Wikipedia edit-a-thon to redress gender bias in science

Editors gathered last week to write overlooked women into the history of science. The online encyclopedia is the 6th most visited site worldwide, yet women editors comprise less than 15 percent.
Written by Janet Fang, Contributor

The U.K.’s national academy of science, in partnership with Wikimedia U.K., hosted an edit-a-thon last week to improve Wikipedia articles about women in science.

Armed with laptops in the Royal Society library, volunteers spent three and a half hours raising the profile of female scientists who have been largely overlooked.

“It’s shameful that when you ask people, including scientists, to name well-known female scientists and engineers they can barely get past Marie Curie,” says event leader Uta Frith of University College London. “I think this is very much because they are not in our consciousness or they have not been given high enough profile for their work.”

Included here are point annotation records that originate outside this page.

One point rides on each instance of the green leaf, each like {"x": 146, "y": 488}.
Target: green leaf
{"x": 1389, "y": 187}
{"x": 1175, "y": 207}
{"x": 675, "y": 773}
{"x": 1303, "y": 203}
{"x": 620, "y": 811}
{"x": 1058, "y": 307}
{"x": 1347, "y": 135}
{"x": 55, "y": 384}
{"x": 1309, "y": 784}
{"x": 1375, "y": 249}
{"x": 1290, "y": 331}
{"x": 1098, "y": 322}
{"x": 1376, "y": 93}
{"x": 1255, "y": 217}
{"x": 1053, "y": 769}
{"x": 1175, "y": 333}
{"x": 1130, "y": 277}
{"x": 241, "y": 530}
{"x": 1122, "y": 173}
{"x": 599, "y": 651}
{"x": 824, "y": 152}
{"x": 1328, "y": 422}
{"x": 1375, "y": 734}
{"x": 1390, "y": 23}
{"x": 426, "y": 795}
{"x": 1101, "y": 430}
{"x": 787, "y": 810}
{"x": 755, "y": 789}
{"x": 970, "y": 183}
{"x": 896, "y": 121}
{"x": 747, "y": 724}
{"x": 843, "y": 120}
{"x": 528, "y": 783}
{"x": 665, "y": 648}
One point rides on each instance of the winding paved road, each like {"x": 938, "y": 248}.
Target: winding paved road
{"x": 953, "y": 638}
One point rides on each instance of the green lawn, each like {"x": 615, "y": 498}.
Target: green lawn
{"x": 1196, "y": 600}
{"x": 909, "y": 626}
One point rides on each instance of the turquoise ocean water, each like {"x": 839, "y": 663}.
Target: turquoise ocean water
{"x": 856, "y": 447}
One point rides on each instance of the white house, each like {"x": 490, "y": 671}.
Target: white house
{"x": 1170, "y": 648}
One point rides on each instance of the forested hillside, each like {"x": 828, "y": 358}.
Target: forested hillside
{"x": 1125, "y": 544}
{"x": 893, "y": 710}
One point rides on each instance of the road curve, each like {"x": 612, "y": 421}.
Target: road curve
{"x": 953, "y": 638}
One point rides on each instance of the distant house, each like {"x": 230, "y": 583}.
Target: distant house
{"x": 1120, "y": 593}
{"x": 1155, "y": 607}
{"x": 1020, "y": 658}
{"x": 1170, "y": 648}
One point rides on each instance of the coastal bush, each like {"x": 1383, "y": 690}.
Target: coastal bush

Wikipedia is the 6th most visited website in the world, attracting around 480 million unique visitors a month. Yet, women comprise fewer than 15 percent of the site’s editors.

The 19 London attendees -- along with editors worldwide -- worked on a wish list of nearly 200 women. Some of the resulting 40 entries, edits and stub additions include:

  • Engineer and mathematician Hertha Marks Ayrton, who registered 26 patents.
  • Human computer Mary Edwards, who calculated the position of the sun, moon and planets at different times of day for annual nautical almanacs.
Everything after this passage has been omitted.